2011年4月2日土曜日

東日本大震災でなかなか報じられない被害 - 地すべり

 原子力発電所と大津波被害は毎日報じられますが、私が長らく携わってきた斜面・渓流の災害についてはなかなか報じられません(渓流はあまりないようですが)。そんななか、今日のGoogleアラートで、今回の地震による斜面・地すべり、谷埋め盛土の被害についての報告が届きました。

 独立行政法人土木研究所 平成23年(2011年)東北地方太平洋沖地震による地すべり・斜面崩壊調査(速報) http://www.pwri.go.jp/team/landslide/topics/tohokujishin2011-1/h23.3.31.pdf

 これをみる限りでは、2004年新潟県中越地震や2008年岩手・宮城県内陸地震で起こったような地形発達史を劇的に変えるような大規模な地すべりは発生していないようです。やはり奥羽山脈の地すべり地形を形成したのは、直下型地震なんだろうと考えます

 京都大学防災研究所 斜面災害研究センター 仙台市における宅地谷埋め盛土の地すべり
 http://landslide.dpri.kyoto-u.ac.jp/landslides-in-Sendai.pdf

 前者の地すべり地形は、地震や豪雨、融雪をきっかけとして発生した地すべりが、何万年と繰り返されてきた結果です。それは、豊かな生態系・地下水をもたらしました。

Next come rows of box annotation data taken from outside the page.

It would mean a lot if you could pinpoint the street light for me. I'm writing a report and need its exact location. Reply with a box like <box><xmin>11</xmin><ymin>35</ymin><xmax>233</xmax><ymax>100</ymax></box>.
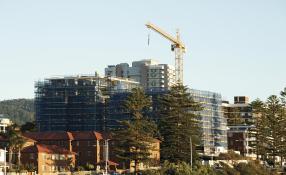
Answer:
<box><xmin>190</xmin><ymin>136</ymin><xmax>193</xmax><ymax>171</ymax></box>
<box><xmin>4</xmin><ymin>147</ymin><xmax>7</xmax><ymax>175</ymax></box>
<box><xmin>104</xmin><ymin>139</ymin><xmax>109</xmax><ymax>175</ymax></box>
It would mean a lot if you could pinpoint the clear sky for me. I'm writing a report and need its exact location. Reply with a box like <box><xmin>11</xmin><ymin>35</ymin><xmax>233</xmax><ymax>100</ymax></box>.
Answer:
<box><xmin>0</xmin><ymin>0</ymin><xmax>286</xmax><ymax>101</ymax></box>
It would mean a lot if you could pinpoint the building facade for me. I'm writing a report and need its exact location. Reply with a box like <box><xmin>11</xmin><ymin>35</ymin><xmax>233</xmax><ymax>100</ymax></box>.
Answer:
<box><xmin>190</xmin><ymin>89</ymin><xmax>228</xmax><ymax>158</ymax></box>
<box><xmin>21</xmin><ymin>144</ymin><xmax>75</xmax><ymax>175</ymax></box>
<box><xmin>35</xmin><ymin>75</ymin><xmax>139</xmax><ymax>131</ymax></box>
<box><xmin>106</xmin><ymin>88</ymin><xmax>227</xmax><ymax>157</ymax></box>
<box><xmin>23</xmin><ymin>131</ymin><xmax>103</xmax><ymax>167</ymax></box>
<box><xmin>222</xmin><ymin>96</ymin><xmax>256</xmax><ymax>159</ymax></box>
<box><xmin>0</xmin><ymin>115</ymin><xmax>13</xmax><ymax>133</ymax></box>
<box><xmin>105</xmin><ymin>59</ymin><xmax>175</xmax><ymax>89</ymax></box>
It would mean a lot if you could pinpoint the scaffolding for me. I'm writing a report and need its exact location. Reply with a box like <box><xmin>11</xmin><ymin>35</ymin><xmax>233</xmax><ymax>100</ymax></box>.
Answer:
<box><xmin>35</xmin><ymin>75</ymin><xmax>139</xmax><ymax>131</ymax></box>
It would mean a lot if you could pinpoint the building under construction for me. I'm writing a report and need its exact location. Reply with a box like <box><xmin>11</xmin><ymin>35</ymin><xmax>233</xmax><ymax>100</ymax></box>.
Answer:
<box><xmin>35</xmin><ymin>75</ymin><xmax>139</xmax><ymax>131</ymax></box>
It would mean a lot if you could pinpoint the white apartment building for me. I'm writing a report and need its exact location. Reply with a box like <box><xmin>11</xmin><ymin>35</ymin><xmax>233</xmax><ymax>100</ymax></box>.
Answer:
<box><xmin>105</xmin><ymin>59</ymin><xmax>175</xmax><ymax>89</ymax></box>
<box><xmin>0</xmin><ymin>114</ymin><xmax>13</xmax><ymax>133</ymax></box>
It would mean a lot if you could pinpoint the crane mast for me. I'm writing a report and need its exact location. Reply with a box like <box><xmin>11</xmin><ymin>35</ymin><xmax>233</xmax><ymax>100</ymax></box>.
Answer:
<box><xmin>146</xmin><ymin>22</ymin><xmax>186</xmax><ymax>84</ymax></box>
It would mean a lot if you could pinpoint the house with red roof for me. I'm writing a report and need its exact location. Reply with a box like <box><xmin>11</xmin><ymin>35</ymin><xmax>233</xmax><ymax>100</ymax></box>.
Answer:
<box><xmin>23</xmin><ymin>131</ymin><xmax>103</xmax><ymax>167</ymax></box>
<box><xmin>21</xmin><ymin>144</ymin><xmax>75</xmax><ymax>174</ymax></box>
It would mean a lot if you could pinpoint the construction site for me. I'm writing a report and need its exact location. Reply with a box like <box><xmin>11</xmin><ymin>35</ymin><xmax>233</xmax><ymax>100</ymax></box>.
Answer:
<box><xmin>35</xmin><ymin>23</ymin><xmax>227</xmax><ymax>156</ymax></box>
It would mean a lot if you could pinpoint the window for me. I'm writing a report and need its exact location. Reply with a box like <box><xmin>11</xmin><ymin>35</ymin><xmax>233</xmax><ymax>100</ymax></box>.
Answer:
<box><xmin>87</xmin><ymin>151</ymin><xmax>91</xmax><ymax>157</ymax></box>
<box><xmin>42</xmin><ymin>165</ymin><xmax>47</xmax><ymax>171</ymax></box>
<box><xmin>52</xmin><ymin>166</ymin><xmax>56</xmax><ymax>171</ymax></box>
<box><xmin>29</xmin><ymin>153</ymin><xmax>35</xmax><ymax>159</ymax></box>
<box><xmin>60</xmin><ymin>154</ymin><xmax>65</xmax><ymax>160</ymax></box>
<box><xmin>43</xmin><ymin>154</ymin><xmax>47</xmax><ymax>160</ymax></box>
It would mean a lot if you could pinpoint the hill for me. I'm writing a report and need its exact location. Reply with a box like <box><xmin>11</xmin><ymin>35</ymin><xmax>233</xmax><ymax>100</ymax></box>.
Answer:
<box><xmin>0</xmin><ymin>99</ymin><xmax>35</xmax><ymax>125</ymax></box>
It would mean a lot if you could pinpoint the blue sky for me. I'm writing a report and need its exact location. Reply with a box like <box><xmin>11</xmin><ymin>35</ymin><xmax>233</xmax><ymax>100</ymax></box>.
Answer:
<box><xmin>0</xmin><ymin>0</ymin><xmax>286</xmax><ymax>101</ymax></box>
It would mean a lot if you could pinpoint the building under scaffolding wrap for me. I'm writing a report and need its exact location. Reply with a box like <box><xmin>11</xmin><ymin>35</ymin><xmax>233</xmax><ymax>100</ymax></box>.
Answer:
<box><xmin>106</xmin><ymin>88</ymin><xmax>227</xmax><ymax>159</ymax></box>
<box><xmin>35</xmin><ymin>75</ymin><xmax>139</xmax><ymax>131</ymax></box>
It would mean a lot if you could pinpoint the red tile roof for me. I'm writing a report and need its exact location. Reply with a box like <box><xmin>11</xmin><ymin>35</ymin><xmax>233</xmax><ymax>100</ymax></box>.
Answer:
<box><xmin>23</xmin><ymin>131</ymin><xmax>102</xmax><ymax>141</ymax></box>
<box><xmin>23</xmin><ymin>132</ymin><xmax>73</xmax><ymax>141</ymax></box>
<box><xmin>71</xmin><ymin>131</ymin><xmax>102</xmax><ymax>140</ymax></box>
<box><xmin>22</xmin><ymin>144</ymin><xmax>74</xmax><ymax>154</ymax></box>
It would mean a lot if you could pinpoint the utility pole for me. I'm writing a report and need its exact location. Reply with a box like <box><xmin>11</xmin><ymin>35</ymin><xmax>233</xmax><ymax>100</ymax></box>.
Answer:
<box><xmin>190</xmin><ymin>136</ymin><xmax>193</xmax><ymax>171</ymax></box>
<box><xmin>4</xmin><ymin>147</ymin><xmax>7</xmax><ymax>175</ymax></box>
<box><xmin>104</xmin><ymin>139</ymin><xmax>109</xmax><ymax>175</ymax></box>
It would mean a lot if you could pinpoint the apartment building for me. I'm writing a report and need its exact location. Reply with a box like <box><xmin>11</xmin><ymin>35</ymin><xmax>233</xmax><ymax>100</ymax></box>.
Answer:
<box><xmin>190</xmin><ymin>89</ymin><xmax>228</xmax><ymax>159</ymax></box>
<box><xmin>222</xmin><ymin>96</ymin><xmax>256</xmax><ymax>159</ymax></box>
<box><xmin>105</xmin><ymin>59</ymin><xmax>175</xmax><ymax>89</ymax></box>
<box><xmin>35</xmin><ymin>75</ymin><xmax>139</xmax><ymax>131</ymax></box>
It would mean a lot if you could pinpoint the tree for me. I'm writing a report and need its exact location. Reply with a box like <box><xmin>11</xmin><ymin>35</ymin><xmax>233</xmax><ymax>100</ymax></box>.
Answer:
<box><xmin>251</xmin><ymin>89</ymin><xmax>286</xmax><ymax>166</ymax></box>
<box><xmin>157</xmin><ymin>84</ymin><xmax>202</xmax><ymax>163</ymax></box>
<box><xmin>250</xmin><ymin>99</ymin><xmax>267</xmax><ymax>160</ymax></box>
<box><xmin>112</xmin><ymin>88</ymin><xmax>157</xmax><ymax>173</ymax></box>
<box><xmin>0</xmin><ymin>124</ymin><xmax>26</xmax><ymax>168</ymax></box>
<box><xmin>264</xmin><ymin>95</ymin><xmax>285</xmax><ymax>167</ymax></box>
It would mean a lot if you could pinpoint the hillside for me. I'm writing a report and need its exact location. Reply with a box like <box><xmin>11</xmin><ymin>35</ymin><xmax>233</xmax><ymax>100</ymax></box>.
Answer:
<box><xmin>0</xmin><ymin>99</ymin><xmax>34</xmax><ymax>125</ymax></box>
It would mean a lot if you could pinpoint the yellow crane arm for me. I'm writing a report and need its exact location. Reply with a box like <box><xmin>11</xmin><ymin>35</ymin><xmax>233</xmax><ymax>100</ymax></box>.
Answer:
<box><xmin>146</xmin><ymin>22</ymin><xmax>185</xmax><ymax>50</ymax></box>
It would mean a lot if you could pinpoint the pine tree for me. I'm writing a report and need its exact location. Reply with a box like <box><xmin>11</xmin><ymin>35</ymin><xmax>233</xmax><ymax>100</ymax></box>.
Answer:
<box><xmin>265</xmin><ymin>95</ymin><xmax>284</xmax><ymax>166</ymax></box>
<box><xmin>157</xmin><ymin>85</ymin><xmax>202</xmax><ymax>163</ymax></box>
<box><xmin>112</xmin><ymin>88</ymin><xmax>157</xmax><ymax>172</ymax></box>
<box><xmin>250</xmin><ymin>99</ymin><xmax>267</xmax><ymax>160</ymax></box>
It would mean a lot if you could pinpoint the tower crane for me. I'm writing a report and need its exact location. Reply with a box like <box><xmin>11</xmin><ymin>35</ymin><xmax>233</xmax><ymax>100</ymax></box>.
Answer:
<box><xmin>146</xmin><ymin>22</ymin><xmax>186</xmax><ymax>84</ymax></box>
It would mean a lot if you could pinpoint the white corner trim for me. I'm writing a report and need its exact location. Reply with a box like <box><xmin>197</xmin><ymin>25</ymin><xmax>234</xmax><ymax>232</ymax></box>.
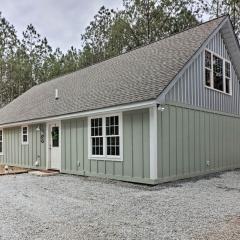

しかし、後者の方は、本来繰り返されてはならない”URBAN LANDSLIDE”です。特に注目すべきは緑ヶ丘地区でしょう。引用しますと、

 太白区緑が丘では、緑が丘3 丁目と4 丁目で顕著な谷埋め盛土の地すべりが発生した。変動した範囲は広く、約150 棟の住宅が巻き込まれた。この地区は1978 年宮城県沖地震の際にも同様の地すべりが発生し、対策工事が実施されていた。3 丁目地すべりの北部ブロックでは、鋼管杭列の前面で圧縮、背面で引張の変位が認められる。杭は5 列設置されていたので、複数個の浅い小規模なブロックが連続する移動形態となっている。この事と地上に現れた杭頭の変位から推定して、鋼管杭は一定の効果を発揮したが、地表変位を完全に抑止出来なかったことが、広範囲の住宅被害に繋がったと考えられる。
 4 丁目地すべりでは、谷壁に貼り付けられた薄い盛土が変動した。地表変位は3 丁目地すべりに比べて大きい。1978 年宮城県沖地震の際にも同様の地すべりが発生し、地下水を排除するため集水井が施工されたとされる(現地では未確認)。

 とされています。注目度は低いですが、ボディーブローのように効いてくるタイプの災害です。そして、津波と比べると場所を特定しやすくハード面での対策もしやすいと思います。首都圏にも谷埋め盛土は無限にあります。喫緊の課題のひとつです。